For both reports, antibiotic selection was instrumental as only about 1 in 3500 iPSCs contained an integrated form of the donor DNA. However, on average ≈50% of antibiotic-resistant clones harbored the desired genetic modification, which is much higher than the percentage observed for conventional gene targeting in murine ESCs. As previously reported for other cells, the average stimulation of gene targeting by ZFNs in human iPSCs was about 1000-fold. All these numbers demonstrate the extraordinary potential of ZFN-mediated genome engineering in human iPSCs. At present, this technology will prove useful in generating novel genetic tools to study the molecular basis of inherited disorders or cell fate decisions, as well as cell type-specific reporter systems to improve differentiation protocols. In the future, precise genome engineering in patient-derived iPSCs will open the door to personalized cell replacement therapy. However, a few steps have to be taken and hurdles (Figure 1) overcome to make this technology available at the bedside:

  1. 1

    Isolation of suitable and easily obtainable cells from patients (for example, fibroblasts, keratinocytes, hematopoietic cells or banked umbilical cord blood cells).

  2. 2

    Genetic reprogramming into iPSCs using excisable or transient/non-integrating reprogramming cassettes.

  3. 3

    Genetic modification using custom-designed ZFNs. Owing to the low absolute gene targeting frequencies in human iPSCs (≈1 in 8000 cells), correction of an inborn mutation in situ in the absence of any selection is not feasible at the moment. However, targeted addition of a partial cDNA in an upstream exon or targeted addition of a whole transgene cassette into a ‘safe harbor’ are valuable alternatives (for details, see Cathomen and Joung8). It remains to be demonstrated whether the AAVS1 locus presents such a ‘safe harbor’. Also, ZFN-treated cells have to be thoroughly examined for nuclease-induced DNA damage.

  4. 4

    Characterization of iPSC clones. The fact that individual iPSC clones can be expanded almost without limitation offers the chance to fully characterize these clones. The extent of functional and genetic characterization of iPSC clones suitable for medical use remains to be defined.

  5. 5

    Safe and efficient differentiation into multipotent (for example, hematopoietic stem cells) or mature effector cells (for example, leukocytes, erythrocytes). Here, the testing for remaining cells capable of initiating teratoma formation is critical.

  6. 6

    Transplantation (and engraftment) of genetically modified cells with potency assays in preclinical disease models and the possibility of conditional elimination of progeny cells (suicide gene).
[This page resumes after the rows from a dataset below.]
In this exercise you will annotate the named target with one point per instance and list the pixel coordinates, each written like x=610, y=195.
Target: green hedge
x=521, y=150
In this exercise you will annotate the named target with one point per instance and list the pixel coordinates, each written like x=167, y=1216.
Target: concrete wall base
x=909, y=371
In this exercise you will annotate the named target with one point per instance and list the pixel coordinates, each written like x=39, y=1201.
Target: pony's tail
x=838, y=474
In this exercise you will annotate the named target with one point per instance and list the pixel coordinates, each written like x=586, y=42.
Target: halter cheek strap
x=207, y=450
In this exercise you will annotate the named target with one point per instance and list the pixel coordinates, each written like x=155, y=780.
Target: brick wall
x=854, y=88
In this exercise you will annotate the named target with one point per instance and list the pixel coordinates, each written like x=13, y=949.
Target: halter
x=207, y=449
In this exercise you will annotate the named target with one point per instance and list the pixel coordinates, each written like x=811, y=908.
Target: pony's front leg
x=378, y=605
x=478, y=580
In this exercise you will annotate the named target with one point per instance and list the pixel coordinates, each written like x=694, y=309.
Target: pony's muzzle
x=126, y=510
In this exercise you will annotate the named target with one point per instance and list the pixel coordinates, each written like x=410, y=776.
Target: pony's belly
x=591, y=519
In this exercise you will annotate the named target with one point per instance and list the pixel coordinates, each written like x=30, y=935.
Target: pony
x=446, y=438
In conclusion, the two reports1, 2 suggest that ZFN-mediated tailored genome modifications can be effectively and meaningfully applied to human iPSCs. For future therapeutic applications, the resulting cells have to be monitored carefully for unintended genetic modification and for the full differentiation state of the desired effector cells. Although these reports may herald the dawn of a new chapter in combined gene/cell therapy, further improvements in the upstream technologies (genome engineering and reprogramming), together with strongly enhanced downstream technologies (differentiation and transplantation), will be important for eventual clinical application of patient-specific iPSCs.